We are accustomed to accepting the findings put in front of us by experts as truth when the reality is the advice these experts give us is based on scientific findings that are never free from the biases of the people who were experimenting in the first place. Thompson continues:
It is through interpretation, sometimes, we tell stories about scientific results that aren't always a perfect encapsulation of what was discovered and your work and our conversations together, because we've talked a few times since your essay was published, it's gotten me thinking about like the pipeline between science and media representations of science. Like, scientific research happens, and then the research becomes a paper, and then that paper becomes a press release from, say, you know, the Harvard Diet Science Department.

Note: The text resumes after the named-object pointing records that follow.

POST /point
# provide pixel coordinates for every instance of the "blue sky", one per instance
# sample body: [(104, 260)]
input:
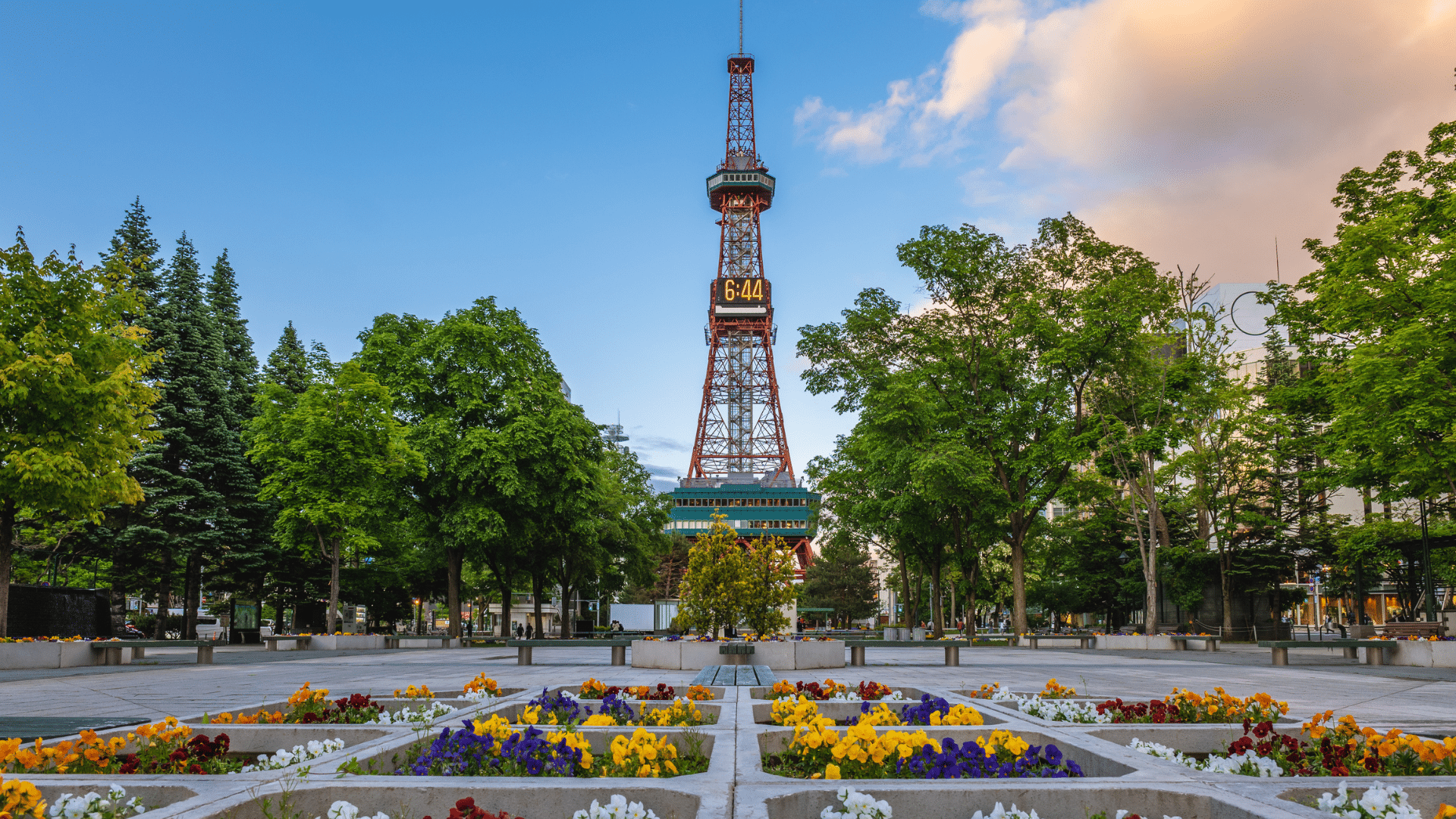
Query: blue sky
[(360, 158)]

And then that press release becomes an article in the New York Times or the Atlantic. And that article becomes a cable news chyron, a little thing at the bottom of, like a Tucker Carlson or Rachel Maddow show saying, you know, ice cream, colon, Good, right? And so now that complex piece of science has been reduced to three words, and those three words become the layperson talking point, right? It's almost like this is a factory for taking the raw material of science and using it to become the finished material of the layperson talking point. And at every single stage in that pipeline, this science is being blasted with values, values, values. [podcast episode: https://www.theringer.com/2023/5/9/23716473/a-diet-conspiracy-is-ice-cream-secretly-good-for-you-with-david-johns]
And here, we find another layer of the rub. At every stage of the scientific process, the context matters. The context of the greater scientific community at first and then the media environment are reshaping the way the “content” of the findings is presented at every step of the way. In this case, my biases predispose me to really like this headline, but there are lots of potential situations where my biases will not predispose me to like the “expert vetted” and “media filtered” versions of the story.

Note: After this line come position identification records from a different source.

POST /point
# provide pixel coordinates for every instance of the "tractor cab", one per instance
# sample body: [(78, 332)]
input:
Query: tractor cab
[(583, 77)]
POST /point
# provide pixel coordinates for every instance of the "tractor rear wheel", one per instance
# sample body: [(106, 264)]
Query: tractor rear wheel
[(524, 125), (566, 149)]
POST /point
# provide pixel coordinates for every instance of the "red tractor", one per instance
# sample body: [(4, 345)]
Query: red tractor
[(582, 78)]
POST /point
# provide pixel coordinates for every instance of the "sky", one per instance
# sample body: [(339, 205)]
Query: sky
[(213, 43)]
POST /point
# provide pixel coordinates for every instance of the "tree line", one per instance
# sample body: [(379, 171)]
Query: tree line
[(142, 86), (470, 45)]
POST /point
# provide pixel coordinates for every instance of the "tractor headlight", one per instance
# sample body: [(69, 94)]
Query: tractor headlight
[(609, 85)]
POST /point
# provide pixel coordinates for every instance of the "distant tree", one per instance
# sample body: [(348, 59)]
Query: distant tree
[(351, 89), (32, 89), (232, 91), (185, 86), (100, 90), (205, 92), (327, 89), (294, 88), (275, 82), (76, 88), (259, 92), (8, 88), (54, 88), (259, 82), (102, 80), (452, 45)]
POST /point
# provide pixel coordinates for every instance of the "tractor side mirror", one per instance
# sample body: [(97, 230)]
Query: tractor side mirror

So today, as you are going through your news of choice, think about the context that data is being presented. Do you expose yourself to media that tell you the stories you want to hear, or are you listing to sources that give you a fuller picture of what’s happening? And if you have a job that puts you in a position to pick and choose data to present, are you honestly representing the data to the best of your ability, or are you feeling pressure to conform to the “dogma” of your industry?

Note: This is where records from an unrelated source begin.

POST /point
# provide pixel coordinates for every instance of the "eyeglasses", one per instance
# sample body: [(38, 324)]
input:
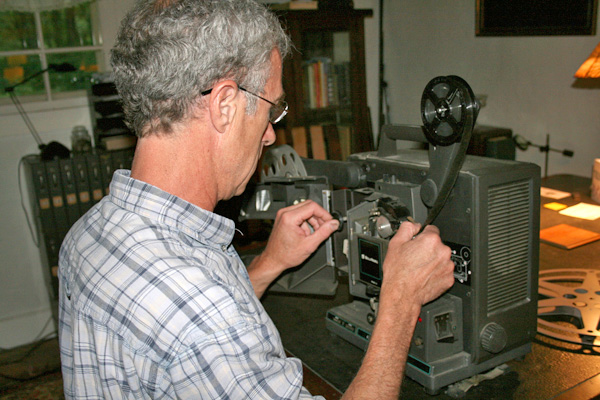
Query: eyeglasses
[(277, 111)]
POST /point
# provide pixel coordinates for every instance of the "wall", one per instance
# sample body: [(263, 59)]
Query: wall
[(24, 305), (529, 80)]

Johns, D. M. (2023, April 17). Nutrition science’s most preposterous result: Could ice cream possibly be good for you? The Atlantic. https://www.theatlantic.com/magazine/archive/2023/05/ice-cream-bad-for-you-health-study/673487/
Thompson, D. (2023, May 9). A diet conspiracy: Is ice cream secretly good for you?. The Ringer. https://www.theringer.com/2023/5/9/23716473/a-diet-conspiracy-is-ice-cream-secretly-good-for-you-with-david-johns
Excellent! Your illustration of the research data coming down the pipeline process and ending up as a three word condensed version for the news consumer…was spot on. It can be applied to multiple subjects as well as science. Thank you for your insightful and very practical articles.